6 Conclusion and Future Work

In this paper we presented SPedia: a semantics based repository of scientific publications data. SPedia aims to facilitate the semantic based search in order to allow users to ask sophisticated queries to overcome the limitation of the traditional keyword-based search. To achieve this goal, data about nine million scientific documents consisting of about 300 million RDF triples were extracted and produced as a machine-processable data. Furthermore, we created a SPARQL Endpoint to query SPedia datasets. The results showed that SPedia can play a key role in allowing users to put sophisticated queries by employing semantic Web techniques instead of keyword-based searches. In addition, SPedia datasets can be utilized to link to other datasets available in the Linked Open Data (LOD) cloud.

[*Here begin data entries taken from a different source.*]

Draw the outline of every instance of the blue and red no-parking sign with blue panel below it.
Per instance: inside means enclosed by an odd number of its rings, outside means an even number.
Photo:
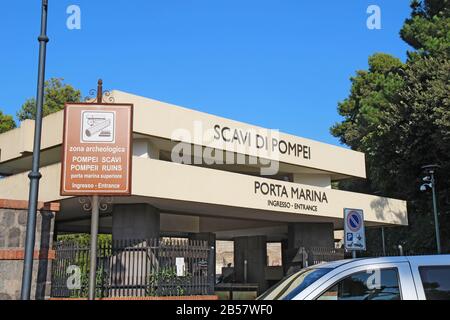
[[[344,209],[345,249],[349,251],[366,250],[364,212],[358,209]]]

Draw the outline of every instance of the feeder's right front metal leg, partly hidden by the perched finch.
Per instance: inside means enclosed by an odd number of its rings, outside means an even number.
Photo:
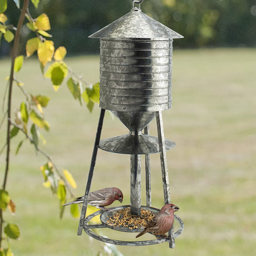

For the future work, we are aiming to extract semantically enriched structured data from publicly available resources of other publishers such as Pearson, Elsevier, Amazon and interlink them to explore the value of linked open scientific publications data. We are also working on increasing the coverage of the entities in SPedia datasets. Similarly, we are working to treat references as resources rather than strings, ultimately helping semantic Web-based agents to crawl through the interlinked data.